I was supposed to go back to Jingu for more Kutabare Yomiuri tomorrow night but it appears to be raining. Hmmm.

[identity profile] tangerinpenguin.livejournal.com 2010-09-15 01:46 pm (UTC)(link)
Wow; I haven't heard of The Borrowers in years. I think my parents worked most of the way through the series as bedtime stories when my sister and I were in gradeschool.

[identity profile] cyfis.livejournal.com 2010-09-15 05:10 pm (UTC)(link)
A lot of Ghibli movie plots don't make too much sense if you thought about them logically, though personally that generally doesn't bother me because I'm busy rubbernecking at the weird stuff.
katybeth: (Default)

[personal profile] katybeth 2010-09-15 06:05 pm (UTC)(link)
How timely.
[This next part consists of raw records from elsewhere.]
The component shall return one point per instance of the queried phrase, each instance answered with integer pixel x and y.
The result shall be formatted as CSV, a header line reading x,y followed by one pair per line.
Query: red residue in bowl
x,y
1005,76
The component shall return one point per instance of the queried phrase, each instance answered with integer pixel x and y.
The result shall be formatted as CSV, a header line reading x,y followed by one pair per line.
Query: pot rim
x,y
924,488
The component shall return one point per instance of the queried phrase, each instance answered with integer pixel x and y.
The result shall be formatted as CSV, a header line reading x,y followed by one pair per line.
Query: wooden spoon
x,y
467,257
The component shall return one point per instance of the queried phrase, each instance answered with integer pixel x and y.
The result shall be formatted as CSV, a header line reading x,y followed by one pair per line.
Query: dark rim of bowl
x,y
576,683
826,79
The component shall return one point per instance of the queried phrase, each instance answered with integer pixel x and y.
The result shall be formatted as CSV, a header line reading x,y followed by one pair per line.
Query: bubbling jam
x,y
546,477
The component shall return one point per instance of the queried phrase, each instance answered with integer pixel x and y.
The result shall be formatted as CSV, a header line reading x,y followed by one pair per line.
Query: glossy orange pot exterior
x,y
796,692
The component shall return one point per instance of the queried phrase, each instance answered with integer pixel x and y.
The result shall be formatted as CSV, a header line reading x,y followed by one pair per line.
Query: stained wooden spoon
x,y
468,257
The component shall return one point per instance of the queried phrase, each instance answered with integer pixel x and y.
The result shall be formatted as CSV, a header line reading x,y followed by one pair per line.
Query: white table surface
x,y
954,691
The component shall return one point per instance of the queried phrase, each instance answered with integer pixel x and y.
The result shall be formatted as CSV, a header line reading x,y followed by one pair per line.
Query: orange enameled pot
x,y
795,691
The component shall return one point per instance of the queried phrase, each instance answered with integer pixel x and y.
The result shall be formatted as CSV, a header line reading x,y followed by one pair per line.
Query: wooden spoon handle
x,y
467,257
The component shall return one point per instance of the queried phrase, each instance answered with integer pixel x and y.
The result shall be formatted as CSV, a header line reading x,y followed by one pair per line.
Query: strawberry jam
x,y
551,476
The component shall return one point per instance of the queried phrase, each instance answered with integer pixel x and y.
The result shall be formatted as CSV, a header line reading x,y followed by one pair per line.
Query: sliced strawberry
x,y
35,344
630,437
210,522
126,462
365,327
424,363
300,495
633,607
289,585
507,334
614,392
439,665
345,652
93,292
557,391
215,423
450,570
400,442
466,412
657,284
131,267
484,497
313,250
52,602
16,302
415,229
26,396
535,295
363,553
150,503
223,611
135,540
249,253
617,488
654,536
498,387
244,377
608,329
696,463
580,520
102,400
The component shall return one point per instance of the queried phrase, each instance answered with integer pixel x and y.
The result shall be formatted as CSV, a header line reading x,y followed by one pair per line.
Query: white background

I'm just now reading the Borrowers books.

[identity profile] dvarin.livejournal.com 2010-09-15 06:07 pm (UTC)(link)
Hm, I think in the book it was much clearer that most of the other Borrowers were no longer in the house because the house no longer had enough people living it it to support more than a handful of borrowers. Being seen wasn't an immediate eviction. (In the books it was set up as a Victorian country mansion, so in its two-generations-ago heyday (1880s?) it would have had a lot of people due to family and servants under one roof.)

If it's only an elderly woman living along (with a couple servants) in a giant house, it's not totally impossible that the borrowers could remain unseen, since most of the house would only rarely have someone in it.

[identity profile] darksakura.livejournal.com 2010-09-15 06:16 pm (UTC)(link)
Was that the original name of The Littles? At any rate, it sounds cute. I'd like to see it.

[identity profile] dvarin.livejournal.com 2010-09-16 06:58 am (UTC)(link)
There was a house constructed for the borrowers at one point in the books, but it was in a totally different context and also two books later. In the mansion there was no such thing IIRC. In the books I don't think the reason the Clock family has to move was tied to one person, it was just an event.

For reading, I don't remember. It may have never been mentioned--certainly it wasn't obvious or had any attention called to it.

[identity profile] eub.livejournal.com 2010-09-16 07:33 am (UTC)(link)
In the books they had written material and writing material available. But I think Arrietty was the only one of the family who could read and write? I don't remember how she managed that.

[identity profile] catbus.livejournal.com 2010-09-16 09:24 am (UTC)(link)
Haha oh hey I remember when we went to that burger place and theater to watch ponyo. How funny.
I wanna see it....

[identity profile] isamum.livejournal.com 2010-09-16 09:25 am (UTC)(link)
If I'm not mistaken, "The Littles" is a different series by a different author.

[identity profile] darksakura.livejournal.com 2010-09-16 08:55 pm (UTC)(link)
Oh, that might very well be! The premise is similar, though, it seems.